A summary of the F1-score (macro average), accuracy and Area under the receiver operating characteristic curve (AUC from now) on test for each architecture, each type of padding and each task (only task 1 in the case of AUC) is shown in Table 1. Since the trends observed for these metrics analogous, we will focus on F1-score. Fig. 2 shows the macro F1-score on test for each type of padding in each of the tested architectures, both for task 1 and task 2. The same figure but for accuracy can be found in Fig. S1 of the Supporting Information. Figures S2–S7 show F1-score results per label (non-enzyme/enzyme in the case of task 1 and 1–7 enzyme types in the case of task 2) for each task and each of the architectures.

Table 1 Summary of F1-score (macro average), accuracy and AUC on the test set. Results are reported for all the different types of padding for both task 1 and task 2 in each one of the tested architectures (except AUC, which is only available for Task 1). Mean ± standard deviation of the 10 folds.

Full size table

According to Table 1 and Fig. 2, although the different architectures seem to have similar F1-score values, only_denses architecture is the one that achieves the best performance for task 1 (paired Wilcoxon test, two-sided, $\hbox {p}=9\mathrm {e}{-15}$ vs 1_conv and $\hbox {p}=4\mathrm {e}{-13}$ vs stack_conv). Regarding task 2, we can see at Fig. 2 that the trend is not as clear as in task 1. 1_conv has the best performance (paired Wilcoxon test, two-sided, $\hbox {p}=9\mathrm {e}{-4}$ vs only_denses, $\hbox {p}=2\mathrm {e}{-5}$ vs stack_conv), while there are no statistical differences between stack_conv and only_denses.

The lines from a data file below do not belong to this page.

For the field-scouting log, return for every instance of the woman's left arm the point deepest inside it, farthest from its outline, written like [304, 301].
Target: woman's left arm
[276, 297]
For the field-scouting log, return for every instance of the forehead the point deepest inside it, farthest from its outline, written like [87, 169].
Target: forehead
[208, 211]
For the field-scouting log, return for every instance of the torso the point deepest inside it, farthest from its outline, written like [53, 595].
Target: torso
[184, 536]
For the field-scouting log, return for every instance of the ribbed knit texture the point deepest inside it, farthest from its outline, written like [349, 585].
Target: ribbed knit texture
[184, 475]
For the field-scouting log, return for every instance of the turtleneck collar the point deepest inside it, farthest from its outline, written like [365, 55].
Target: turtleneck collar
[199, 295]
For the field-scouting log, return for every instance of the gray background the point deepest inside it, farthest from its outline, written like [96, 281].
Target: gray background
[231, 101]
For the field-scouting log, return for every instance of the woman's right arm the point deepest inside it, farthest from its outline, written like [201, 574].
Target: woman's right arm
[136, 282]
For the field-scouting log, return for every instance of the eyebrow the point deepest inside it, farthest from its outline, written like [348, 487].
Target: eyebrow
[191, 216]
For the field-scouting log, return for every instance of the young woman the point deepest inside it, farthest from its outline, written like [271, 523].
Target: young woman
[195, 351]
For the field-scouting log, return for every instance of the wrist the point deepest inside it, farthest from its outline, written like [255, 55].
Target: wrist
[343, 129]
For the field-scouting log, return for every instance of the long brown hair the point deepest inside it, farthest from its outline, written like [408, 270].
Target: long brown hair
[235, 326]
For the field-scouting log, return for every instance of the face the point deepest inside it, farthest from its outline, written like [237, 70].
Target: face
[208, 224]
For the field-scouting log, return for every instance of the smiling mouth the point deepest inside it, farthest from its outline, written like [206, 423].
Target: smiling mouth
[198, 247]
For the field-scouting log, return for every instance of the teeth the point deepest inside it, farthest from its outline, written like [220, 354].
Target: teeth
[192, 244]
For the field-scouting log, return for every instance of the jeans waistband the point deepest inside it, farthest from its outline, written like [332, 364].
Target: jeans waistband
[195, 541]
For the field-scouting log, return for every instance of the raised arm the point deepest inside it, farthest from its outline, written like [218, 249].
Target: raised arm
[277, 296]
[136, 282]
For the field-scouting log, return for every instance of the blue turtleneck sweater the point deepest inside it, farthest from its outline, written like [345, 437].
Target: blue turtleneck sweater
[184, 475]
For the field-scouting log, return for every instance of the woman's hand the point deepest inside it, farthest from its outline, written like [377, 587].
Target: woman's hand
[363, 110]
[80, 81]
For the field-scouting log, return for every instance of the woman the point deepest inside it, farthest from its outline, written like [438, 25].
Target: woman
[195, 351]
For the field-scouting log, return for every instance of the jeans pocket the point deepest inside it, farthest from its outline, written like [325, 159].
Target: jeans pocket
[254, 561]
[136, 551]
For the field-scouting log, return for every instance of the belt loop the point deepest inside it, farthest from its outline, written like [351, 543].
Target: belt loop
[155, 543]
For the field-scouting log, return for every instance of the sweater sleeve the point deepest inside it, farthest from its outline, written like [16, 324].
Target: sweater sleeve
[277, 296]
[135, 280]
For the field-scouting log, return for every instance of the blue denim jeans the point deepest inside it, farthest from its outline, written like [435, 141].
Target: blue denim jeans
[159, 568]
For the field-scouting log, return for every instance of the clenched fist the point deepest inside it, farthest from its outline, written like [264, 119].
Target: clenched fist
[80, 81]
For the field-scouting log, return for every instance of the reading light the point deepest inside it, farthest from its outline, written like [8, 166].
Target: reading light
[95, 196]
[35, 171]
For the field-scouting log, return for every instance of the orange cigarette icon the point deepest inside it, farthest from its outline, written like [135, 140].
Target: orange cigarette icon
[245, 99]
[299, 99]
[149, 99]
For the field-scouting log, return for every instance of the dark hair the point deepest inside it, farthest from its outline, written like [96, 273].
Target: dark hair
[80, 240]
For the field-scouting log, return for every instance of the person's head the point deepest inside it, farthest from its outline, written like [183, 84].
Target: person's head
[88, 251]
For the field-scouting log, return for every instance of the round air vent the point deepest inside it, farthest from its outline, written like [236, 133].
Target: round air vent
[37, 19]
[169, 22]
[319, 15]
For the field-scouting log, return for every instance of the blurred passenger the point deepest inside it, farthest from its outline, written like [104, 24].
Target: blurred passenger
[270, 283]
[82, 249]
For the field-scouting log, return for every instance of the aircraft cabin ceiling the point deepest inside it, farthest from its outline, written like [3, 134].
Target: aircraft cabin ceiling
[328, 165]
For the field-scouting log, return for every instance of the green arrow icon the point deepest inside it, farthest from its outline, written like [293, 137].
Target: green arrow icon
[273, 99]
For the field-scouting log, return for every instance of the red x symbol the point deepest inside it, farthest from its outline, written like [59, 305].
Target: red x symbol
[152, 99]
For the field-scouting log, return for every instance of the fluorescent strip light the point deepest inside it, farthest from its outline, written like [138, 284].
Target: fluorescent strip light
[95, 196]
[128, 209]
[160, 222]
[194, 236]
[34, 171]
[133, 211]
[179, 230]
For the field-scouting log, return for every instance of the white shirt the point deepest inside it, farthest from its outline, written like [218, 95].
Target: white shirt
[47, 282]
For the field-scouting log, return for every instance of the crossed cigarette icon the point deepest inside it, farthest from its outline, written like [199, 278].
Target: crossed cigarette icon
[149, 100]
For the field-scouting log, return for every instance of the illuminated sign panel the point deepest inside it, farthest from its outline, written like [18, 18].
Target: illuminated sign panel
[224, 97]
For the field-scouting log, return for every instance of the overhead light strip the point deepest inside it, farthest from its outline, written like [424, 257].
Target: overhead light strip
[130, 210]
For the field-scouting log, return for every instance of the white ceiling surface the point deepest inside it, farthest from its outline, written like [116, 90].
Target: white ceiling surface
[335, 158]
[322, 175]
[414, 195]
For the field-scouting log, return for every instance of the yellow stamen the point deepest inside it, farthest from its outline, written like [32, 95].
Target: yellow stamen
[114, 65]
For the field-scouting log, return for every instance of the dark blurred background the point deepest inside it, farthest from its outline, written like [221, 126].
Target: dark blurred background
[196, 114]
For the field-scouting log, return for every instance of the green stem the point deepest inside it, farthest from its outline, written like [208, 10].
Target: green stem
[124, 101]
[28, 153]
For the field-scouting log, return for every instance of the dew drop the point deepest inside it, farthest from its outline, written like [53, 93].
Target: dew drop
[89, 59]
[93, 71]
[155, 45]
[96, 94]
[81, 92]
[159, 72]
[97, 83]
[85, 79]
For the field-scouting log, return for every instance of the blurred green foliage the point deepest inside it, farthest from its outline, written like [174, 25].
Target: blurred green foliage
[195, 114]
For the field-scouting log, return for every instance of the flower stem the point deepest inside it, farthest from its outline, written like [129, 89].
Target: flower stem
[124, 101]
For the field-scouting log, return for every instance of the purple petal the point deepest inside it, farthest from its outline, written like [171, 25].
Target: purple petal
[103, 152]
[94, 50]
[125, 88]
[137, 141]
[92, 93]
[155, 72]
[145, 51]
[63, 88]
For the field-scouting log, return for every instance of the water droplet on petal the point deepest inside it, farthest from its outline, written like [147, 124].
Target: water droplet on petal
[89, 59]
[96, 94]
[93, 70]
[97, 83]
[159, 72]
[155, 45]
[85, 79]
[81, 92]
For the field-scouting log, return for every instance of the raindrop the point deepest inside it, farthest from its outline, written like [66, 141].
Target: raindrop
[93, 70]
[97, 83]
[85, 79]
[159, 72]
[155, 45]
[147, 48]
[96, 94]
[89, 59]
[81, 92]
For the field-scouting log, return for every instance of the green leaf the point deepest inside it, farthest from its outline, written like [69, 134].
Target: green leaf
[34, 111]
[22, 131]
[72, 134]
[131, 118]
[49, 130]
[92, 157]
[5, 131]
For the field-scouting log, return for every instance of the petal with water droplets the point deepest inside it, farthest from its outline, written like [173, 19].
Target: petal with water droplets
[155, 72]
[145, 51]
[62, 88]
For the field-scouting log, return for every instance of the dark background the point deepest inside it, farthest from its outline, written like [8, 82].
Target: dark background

Regarding metrics per label, in task 1 (Figs. S2, S4 and S6) best recall results for non-enzymes were achieved in convolutional architectures, but the opposite trend is shown for the baseline architecture (only_denses). For task 2, classification of enzyme types 1, 4 and 6 achieved lower performance than 2 and 5. This applies to the three architectures (Figs. S3, S5 and S7). As for enzyme type 7, results show high variability in comparison with the other types due to the limited number of samples of this class.

Effect on input space

We studied the distribution of the activations of the 1D Convolutional layer for the 1_conv model to analyse the effect of the padding type in the input space by means of a Principal Components Analysis (PCA). Figure 3 displays the density plot showing the principal components (PC) 1 and 2 of the activations from the 1D convolutional layer of the 1_conv architecture for each type of padding on each fold in task 2. In Fig. S8 of the Supporting Information, the same representation for task 1 is shown. Focusing on Fig. 3 for task 2, the distribution of the activations is very similar for dense types of padding (ext-, mid-, post- and pre-). These dense activations are grouped in two clusters separated along the PC1. Sparse paddings (rnd-, strf-, zoom-) activations have a distribution very different to that from dense paddings. In this case, activation points are condensed in one area, although each one of these types of padding has its own structure. Regarding enzyme types, according to the structure of the distributions, there seems to be two different groups: enzyme types 2, 3 and 4 are very similar between them and in turn, different to types 1, 5, 6 and 7. Table S7 of the Supporting Information quantifies the effect of the enzyme and the padding types on the PC1 of the activations using a linear model. All the terms of the model are significant.

Explanatory models

We used linear models to further explain the performance metrics and the effect of different variables (padding type, enzyme type, architecture) to the DL models behaviour. These explanatory models were also used to address specific questions regarding the effect of padding.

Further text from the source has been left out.